From 4912d6909b7f2e649983e946b4802a768e7b1db4 Mon Sep 17 00:00:00 2001
From: Mickael Farina <farina.mickael@gmail.com>
Date: Sun, 31 May 2026 17:58:42 +0200
Subject: [PATCH] =?UTF-8?q?fix(agents):=20L1=20=E2=80=94=20crew/agent=20ru?=
 =?UTF-8?q?ntime=20reliability=20(review=20sweep)?=
MIME-Version: 1.0
Content-Type: text/plain; charset=UTF-8
Content-Transfer-Encoding: 8bit

Four findings from the codec_agents.py review:

1. Parallel crews no longer sink on one agent's failure (codec_agents.py:872)
   asyncio.gather(*coros) had no return_exceptions=True, so if ONE agent
   raised (e.g. a stuck-detection abort), every other agent's result was
   discarded and the whole crew failed. Sequential mode isolates per-agent;
   parallel now does too — a failed agent contributes an error marker, the
   rest still return + are joined. Each failure gets its own agent_finish
   audit (outcome=error), matching sequential.

2. Per-tool wall-clock budget (codec_agents.py:_execute_tool_with_hooks)
   A skill tool with no internal timeout (input(), a no-timeout network call,
   a deadlock) would hang the agent — and its default-thread-pool worker —
   forever. The executor call is now wrapped in asyncio.wait_for(120s); on
   timeout the agent gets a recoverable error string (+ a tool_result/timeout
   audit) and its ReAct loop continues. Documented residual: the abandoned
   worker thread can't be killed and stays parked until the blocking call
   returns — the generous budget keeps that rare.

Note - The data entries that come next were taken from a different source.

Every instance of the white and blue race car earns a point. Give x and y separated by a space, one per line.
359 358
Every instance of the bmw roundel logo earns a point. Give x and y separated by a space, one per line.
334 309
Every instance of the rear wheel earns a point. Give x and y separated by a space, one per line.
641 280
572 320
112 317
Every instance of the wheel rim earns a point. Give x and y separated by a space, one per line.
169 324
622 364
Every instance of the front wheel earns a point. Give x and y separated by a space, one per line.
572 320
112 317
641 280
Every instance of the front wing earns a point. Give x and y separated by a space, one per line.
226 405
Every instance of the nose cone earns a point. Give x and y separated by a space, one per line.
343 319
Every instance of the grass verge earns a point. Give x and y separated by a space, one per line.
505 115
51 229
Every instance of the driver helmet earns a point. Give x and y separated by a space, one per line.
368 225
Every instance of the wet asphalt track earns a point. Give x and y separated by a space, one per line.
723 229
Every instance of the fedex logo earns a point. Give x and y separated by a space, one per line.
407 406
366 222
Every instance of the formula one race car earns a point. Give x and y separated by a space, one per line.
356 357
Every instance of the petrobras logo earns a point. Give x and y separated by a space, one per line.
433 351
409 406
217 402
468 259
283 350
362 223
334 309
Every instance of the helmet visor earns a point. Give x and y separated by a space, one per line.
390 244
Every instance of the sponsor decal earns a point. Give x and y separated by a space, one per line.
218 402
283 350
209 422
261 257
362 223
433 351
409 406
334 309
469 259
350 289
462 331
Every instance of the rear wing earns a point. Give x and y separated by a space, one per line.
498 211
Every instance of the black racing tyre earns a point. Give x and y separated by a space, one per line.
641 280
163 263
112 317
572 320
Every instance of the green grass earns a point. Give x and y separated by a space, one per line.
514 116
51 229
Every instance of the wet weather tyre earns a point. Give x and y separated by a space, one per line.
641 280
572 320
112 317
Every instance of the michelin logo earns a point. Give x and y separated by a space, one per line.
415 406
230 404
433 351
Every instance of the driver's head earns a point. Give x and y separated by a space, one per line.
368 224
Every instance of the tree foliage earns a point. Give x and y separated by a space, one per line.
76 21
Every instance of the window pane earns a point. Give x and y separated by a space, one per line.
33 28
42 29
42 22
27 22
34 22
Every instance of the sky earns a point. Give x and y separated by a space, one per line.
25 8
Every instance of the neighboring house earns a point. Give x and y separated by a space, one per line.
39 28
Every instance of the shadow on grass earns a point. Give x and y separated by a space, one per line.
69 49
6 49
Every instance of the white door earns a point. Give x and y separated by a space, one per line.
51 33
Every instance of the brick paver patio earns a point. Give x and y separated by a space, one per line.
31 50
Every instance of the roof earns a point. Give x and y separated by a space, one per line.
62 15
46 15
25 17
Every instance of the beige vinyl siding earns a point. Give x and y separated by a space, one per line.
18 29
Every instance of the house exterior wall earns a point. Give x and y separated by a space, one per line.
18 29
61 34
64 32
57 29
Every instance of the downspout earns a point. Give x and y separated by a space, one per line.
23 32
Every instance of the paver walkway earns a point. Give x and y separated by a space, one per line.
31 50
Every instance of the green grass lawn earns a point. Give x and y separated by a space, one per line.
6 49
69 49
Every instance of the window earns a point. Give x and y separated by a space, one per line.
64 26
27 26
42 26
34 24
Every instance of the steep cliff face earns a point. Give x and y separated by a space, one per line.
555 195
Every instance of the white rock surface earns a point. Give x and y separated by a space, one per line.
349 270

3. Dead tautology removed (codec_agents.py:838)
   `if agent.tools != agent.tools or before != len(agent.tools)` — the first
   operand compares a list to itself (always False); the condition collapsed
   to the inner `if stripped:`. Simplified; allowlist scoping behavior is
   unchanged (pinned by test).

4. Dead eager module global removed (codec_agents.py:72)
   `SERPER_API_KEY = _serper_api_key()` was never read (web_search routes
   through codec_search.search, which fetches the key itself) yet did a
   Keychain shellout at every import. Dropped; the _serper_api_key() getter
   stays for live reads (+ satisfies the test_remaining_secrets source scan).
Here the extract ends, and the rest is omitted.